I totally brought the buckets out in the rain first (not) :-)
Cuiv,
You make my brain hurt brother. Hehe.
I’m sitting here star gazing and watching data roll in on M33 and I get this thought… “should I be taking subs longer or shorter than 180s?”
So I pull up astrobin… lo and behold there’s a post today about 120s subs vs 300s
Between that post and this video I’ve determined that I need to research this stuff when I’m not being nocturnal.
Love your work man.
CS (in Tokyo…. How could you even tell)
Hahaha I know man, sorry lol - you can also check my recent videos (within the last couple of months) on the topic!
Very well explained,good job man
Thank you! Those videos about technical details and PixInsight are much less popular, but I like making them as it's all valuable information.
Cuiv, I just thought that I should let you know it's all your fault that I have pretty much switched from SGP to NINA!..... I thank you very much for that. :)
Hahaha, excellent to hear! NINA is an upgrade in so many respects (frame to frame overhead, AF, etc.) although it is somewhat of a downgrade for the sequencer as it is. I do hope it will help you capture great images!

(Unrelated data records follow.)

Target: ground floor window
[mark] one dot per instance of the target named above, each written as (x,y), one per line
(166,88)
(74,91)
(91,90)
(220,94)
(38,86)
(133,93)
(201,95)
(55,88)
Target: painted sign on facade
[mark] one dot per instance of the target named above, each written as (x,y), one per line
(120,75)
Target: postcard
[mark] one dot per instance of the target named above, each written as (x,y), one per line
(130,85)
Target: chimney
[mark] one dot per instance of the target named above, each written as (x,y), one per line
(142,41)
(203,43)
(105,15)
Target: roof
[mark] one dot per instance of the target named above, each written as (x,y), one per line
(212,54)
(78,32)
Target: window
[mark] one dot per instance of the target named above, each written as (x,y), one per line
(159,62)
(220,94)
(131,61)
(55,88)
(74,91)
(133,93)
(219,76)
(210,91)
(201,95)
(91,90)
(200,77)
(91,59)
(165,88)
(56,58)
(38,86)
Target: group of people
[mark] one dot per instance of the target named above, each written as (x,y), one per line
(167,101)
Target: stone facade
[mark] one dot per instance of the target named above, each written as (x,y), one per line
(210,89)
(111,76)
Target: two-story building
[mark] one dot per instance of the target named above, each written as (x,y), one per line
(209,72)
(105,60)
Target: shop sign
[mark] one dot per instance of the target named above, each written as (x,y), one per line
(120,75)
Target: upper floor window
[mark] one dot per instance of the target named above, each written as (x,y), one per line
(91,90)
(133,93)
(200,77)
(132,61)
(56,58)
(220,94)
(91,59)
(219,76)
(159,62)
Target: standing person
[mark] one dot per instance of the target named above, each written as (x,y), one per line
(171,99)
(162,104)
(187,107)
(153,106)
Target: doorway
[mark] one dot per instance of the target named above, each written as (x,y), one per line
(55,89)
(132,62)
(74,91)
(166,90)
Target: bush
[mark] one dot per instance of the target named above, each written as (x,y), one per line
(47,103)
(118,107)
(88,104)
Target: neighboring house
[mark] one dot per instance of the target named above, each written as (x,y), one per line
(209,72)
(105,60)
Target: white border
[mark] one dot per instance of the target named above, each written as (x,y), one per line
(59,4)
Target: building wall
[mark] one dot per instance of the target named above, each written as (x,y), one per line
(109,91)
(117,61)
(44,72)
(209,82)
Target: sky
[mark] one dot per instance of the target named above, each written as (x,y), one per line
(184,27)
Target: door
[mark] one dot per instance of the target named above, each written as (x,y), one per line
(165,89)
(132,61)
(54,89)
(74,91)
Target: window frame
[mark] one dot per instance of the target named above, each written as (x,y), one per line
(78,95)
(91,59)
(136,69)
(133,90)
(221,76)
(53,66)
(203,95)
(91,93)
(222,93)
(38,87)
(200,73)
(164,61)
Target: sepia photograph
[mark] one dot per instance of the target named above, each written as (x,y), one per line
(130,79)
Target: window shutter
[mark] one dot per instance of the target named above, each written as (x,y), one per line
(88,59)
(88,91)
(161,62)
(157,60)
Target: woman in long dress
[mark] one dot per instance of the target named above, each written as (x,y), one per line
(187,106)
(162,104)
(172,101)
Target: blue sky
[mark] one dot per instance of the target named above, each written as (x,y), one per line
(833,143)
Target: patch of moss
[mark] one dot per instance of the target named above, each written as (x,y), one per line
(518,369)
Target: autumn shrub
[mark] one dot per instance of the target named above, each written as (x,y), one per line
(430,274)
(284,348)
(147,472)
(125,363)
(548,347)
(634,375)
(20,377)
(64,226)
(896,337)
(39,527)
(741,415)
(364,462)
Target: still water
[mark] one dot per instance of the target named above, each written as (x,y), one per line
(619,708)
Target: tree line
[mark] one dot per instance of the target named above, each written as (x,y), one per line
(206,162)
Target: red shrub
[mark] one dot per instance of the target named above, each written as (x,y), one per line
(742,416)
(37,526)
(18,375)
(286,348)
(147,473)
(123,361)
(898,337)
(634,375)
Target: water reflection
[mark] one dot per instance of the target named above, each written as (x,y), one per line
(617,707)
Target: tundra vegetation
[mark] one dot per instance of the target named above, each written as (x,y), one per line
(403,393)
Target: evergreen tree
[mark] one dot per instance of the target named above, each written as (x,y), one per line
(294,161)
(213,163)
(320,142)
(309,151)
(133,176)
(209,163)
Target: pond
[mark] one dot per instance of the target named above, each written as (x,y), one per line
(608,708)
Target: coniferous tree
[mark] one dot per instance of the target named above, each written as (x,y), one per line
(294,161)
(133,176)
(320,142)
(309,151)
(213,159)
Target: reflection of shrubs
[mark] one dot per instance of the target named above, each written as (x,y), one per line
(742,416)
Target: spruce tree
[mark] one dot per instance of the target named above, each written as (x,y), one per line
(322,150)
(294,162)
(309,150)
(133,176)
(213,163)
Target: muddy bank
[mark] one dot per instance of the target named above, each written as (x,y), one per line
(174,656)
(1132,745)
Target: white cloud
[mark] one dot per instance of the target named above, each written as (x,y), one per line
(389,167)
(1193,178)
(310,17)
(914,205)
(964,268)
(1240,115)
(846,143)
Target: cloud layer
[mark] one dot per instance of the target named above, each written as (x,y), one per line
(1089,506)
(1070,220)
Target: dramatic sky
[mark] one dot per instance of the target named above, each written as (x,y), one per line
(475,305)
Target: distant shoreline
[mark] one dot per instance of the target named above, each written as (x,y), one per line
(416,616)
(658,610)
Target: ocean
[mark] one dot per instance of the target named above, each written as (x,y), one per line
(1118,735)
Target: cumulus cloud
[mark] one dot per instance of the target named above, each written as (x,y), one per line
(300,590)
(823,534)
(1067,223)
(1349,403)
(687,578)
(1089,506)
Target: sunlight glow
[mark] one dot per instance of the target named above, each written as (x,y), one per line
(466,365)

Conveyer belt? Why not use a Sushi train. When in Rome.... Where would we be without randomness? Great video.
Oh no, I missed such a great opportunity!!! I hadn't even though of that :D Thank you!
Extremely useful! I still crack up at leeeeeters vs liters :)
Hahaha, at least my difficulties with English can entertain :D :D Glad this is useful!
Great!
Thank you!
Excellent video - thank you 🙏
May I ask - what type of noise is reduced with increased ISO ?
Shot noise ? Read noise ? Or somthing else ?
Read noise is reduced with increased ISO!
@@CuivTheLazyGeek thank you for always replying to my questions . I really like your channel and think the content is amazing . I am learning a lot from you .
DUDE this is sick
Now i know where the phrase "light bucket" came from in the 70s. (big dobs)
I had such a light bucket... But ended up not using it enough and said farewell... :)
@@CuivTheLazyGeek yea mine was a 16 inch F-4 it weighted a ton....................... LOL
After 8 minutes, 4 bowls and whole lot of spoken numbers, I stopped the video. This format did not work for me.